I was curious. “What prompted you to contact me?” I asked.
“I’m conflicted,” Rob said. “I love what I do, and I’m afraid I’ll miss it and the people I work with. I crave freedom. But I’m not sure what I’ll do with my free time.”
This feeling is not unusual.
Even if retirees are financially secure and looking forward to retiring, they are sometimes hesitant when preparing to transition to this, their next phase of life.
For soon-to-be retirees feeling this way, here’s an idea to consider: phased retirement.
There is an uptick in companies offering phased retirement. However, it is up to the employee to begin the discussion with their manager and HR.
Just what is “phased retirement”?
Think of it as driving a sports car and shifting from fourth gear to second. It’s like slowing down and remaining in the same seat for a shorter drive, knowing there are exits that can be taken to the activities the retiree is thinking about doing in retirement.
Practice makes perfect. Practice leads to success. Phased retirement allows retirees to practice by experiencing what they believe will lead to a fulfilling and successful retirement. It helps show what works and what doesn’t work, and brings confidence when taking the exit into full-time retirement. Phased retirement is a good way to test the waters.
How to propose the idea of phased retirement to your organization
For companies not offering phased retirement, Kerry Hannon, a job expert at AARP, has suggestions for how employees can propose it as a win-win for both the employer and employee:
- Seek advice from someone who has recently met with HR and has agreed on terms for phased retirement.
- Share a clear vision. How many days, weeks, and hours would you like to work, and until when?
- Is there a colleague you could train to assume your job responsibilities? Are there employees you could mentor?
- What are your salary requirements?
- Do you want to work from home or the office?
- What are the challenges facing your employer you could solve by retaining your experience and skills?

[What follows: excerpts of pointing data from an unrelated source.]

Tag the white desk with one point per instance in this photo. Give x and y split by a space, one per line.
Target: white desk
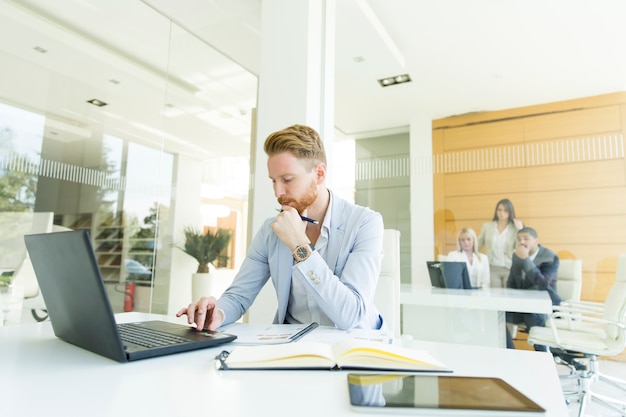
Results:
475 317
41 375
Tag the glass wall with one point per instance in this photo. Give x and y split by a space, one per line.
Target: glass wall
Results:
124 147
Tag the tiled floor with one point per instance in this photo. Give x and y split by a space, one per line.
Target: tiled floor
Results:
609 367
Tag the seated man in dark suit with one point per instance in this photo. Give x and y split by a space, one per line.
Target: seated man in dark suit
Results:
534 268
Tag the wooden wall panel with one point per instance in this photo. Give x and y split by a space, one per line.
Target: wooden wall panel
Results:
497 181
584 175
562 164
483 135
572 123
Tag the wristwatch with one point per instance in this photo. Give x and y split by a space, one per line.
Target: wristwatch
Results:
303 252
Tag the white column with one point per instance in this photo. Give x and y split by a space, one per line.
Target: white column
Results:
422 224
295 87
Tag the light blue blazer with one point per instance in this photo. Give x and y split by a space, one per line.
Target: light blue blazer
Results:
343 284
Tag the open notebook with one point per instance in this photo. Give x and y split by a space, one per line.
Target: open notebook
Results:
79 308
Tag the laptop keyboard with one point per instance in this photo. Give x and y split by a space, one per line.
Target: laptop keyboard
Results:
147 337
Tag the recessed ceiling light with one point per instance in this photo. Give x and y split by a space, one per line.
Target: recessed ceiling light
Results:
396 79
97 102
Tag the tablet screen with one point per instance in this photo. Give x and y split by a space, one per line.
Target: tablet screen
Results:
437 392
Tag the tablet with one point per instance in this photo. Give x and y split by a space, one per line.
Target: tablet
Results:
423 394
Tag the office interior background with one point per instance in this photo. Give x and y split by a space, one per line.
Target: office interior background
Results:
136 119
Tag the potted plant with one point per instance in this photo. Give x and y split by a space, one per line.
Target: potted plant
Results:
205 248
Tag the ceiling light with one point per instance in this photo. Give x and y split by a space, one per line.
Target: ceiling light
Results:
397 79
97 102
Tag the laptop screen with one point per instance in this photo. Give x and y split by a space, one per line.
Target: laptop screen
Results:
448 274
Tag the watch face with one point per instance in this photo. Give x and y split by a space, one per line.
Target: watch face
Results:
302 252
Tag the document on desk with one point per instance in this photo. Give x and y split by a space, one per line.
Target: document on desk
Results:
345 354
268 334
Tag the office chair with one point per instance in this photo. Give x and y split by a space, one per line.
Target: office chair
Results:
387 296
583 335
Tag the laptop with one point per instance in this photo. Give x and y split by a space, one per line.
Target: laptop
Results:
449 274
80 312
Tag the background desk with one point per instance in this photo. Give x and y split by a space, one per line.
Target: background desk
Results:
475 317
41 375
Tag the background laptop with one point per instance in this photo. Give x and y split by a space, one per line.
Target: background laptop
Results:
449 274
79 309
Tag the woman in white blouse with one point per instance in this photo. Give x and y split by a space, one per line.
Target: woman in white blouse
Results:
499 237
467 251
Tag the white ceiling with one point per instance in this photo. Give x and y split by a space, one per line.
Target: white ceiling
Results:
463 56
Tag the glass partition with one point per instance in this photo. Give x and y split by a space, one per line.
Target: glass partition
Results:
119 146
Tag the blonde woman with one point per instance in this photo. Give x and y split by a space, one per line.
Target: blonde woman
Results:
467 251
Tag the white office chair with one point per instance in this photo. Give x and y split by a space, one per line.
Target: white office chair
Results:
387 297
587 336
569 281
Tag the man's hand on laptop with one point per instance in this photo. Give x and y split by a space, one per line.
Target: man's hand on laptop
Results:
204 314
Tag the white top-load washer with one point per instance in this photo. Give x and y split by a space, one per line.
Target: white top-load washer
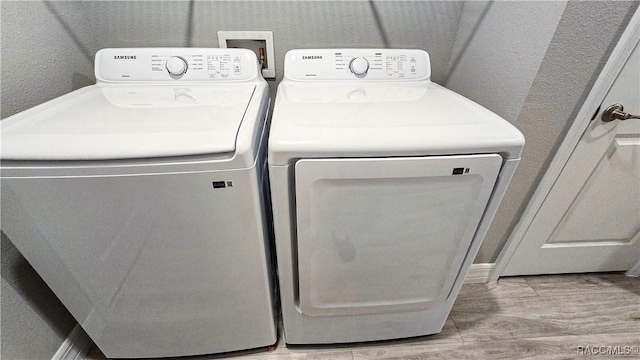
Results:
140 201
383 186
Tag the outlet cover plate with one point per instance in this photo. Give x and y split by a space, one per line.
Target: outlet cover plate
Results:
224 37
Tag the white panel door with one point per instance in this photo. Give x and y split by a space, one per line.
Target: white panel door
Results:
386 234
590 220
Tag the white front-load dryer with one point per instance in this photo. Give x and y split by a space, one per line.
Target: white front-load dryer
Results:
383 186
140 201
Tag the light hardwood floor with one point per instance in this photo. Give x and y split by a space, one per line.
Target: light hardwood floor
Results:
527 317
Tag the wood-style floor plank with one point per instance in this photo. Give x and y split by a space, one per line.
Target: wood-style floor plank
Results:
499 319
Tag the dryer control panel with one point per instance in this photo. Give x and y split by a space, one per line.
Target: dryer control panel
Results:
175 64
357 64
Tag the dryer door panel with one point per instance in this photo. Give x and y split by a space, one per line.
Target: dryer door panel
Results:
377 235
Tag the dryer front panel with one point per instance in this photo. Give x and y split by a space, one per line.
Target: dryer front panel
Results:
379 235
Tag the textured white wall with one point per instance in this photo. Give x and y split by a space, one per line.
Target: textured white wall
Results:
533 63
498 51
43 55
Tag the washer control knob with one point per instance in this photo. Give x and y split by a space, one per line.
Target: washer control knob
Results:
176 66
359 66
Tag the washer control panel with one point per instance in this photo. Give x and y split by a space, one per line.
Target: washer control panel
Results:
175 64
357 64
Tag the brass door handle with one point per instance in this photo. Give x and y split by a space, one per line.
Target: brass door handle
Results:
615 112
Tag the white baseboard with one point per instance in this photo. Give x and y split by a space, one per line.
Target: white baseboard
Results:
479 273
75 346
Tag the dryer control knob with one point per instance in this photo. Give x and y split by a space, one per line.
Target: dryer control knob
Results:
359 66
176 66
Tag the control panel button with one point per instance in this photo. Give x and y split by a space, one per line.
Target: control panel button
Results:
176 66
359 66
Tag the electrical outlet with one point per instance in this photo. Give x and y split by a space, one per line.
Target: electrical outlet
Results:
260 42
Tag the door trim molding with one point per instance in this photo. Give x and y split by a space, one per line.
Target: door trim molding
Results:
630 37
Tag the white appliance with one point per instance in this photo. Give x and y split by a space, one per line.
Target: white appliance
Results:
140 201
383 186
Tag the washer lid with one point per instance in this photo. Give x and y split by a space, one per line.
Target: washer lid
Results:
129 121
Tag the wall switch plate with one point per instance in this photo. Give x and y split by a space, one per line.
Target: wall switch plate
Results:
252 40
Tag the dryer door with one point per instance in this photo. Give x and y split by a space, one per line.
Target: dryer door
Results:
377 235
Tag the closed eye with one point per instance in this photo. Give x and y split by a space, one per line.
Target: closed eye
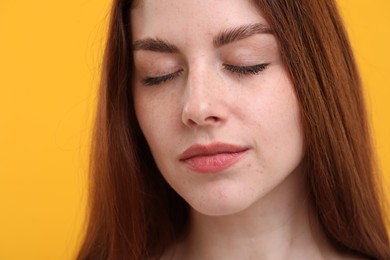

- Assure your boss you do not want to leave abruptly. Your goal is to plan a smooth transition that works for the company and yourself.
- Propose this idea as a trial with scheduled touchpoints to discuss how it’s working for you and your manager.
Phased retirement has its pros and cons regarding benefits and finances. Before deciding, employees are encouraged to discuss this idea with their manager, HR team, and a financial advisor.
Now that Rob knows about this option, he plans to have a meeting with his manager about phased retirement. And we are looking forward to designing a plan for what he will do with the freedom he is craving!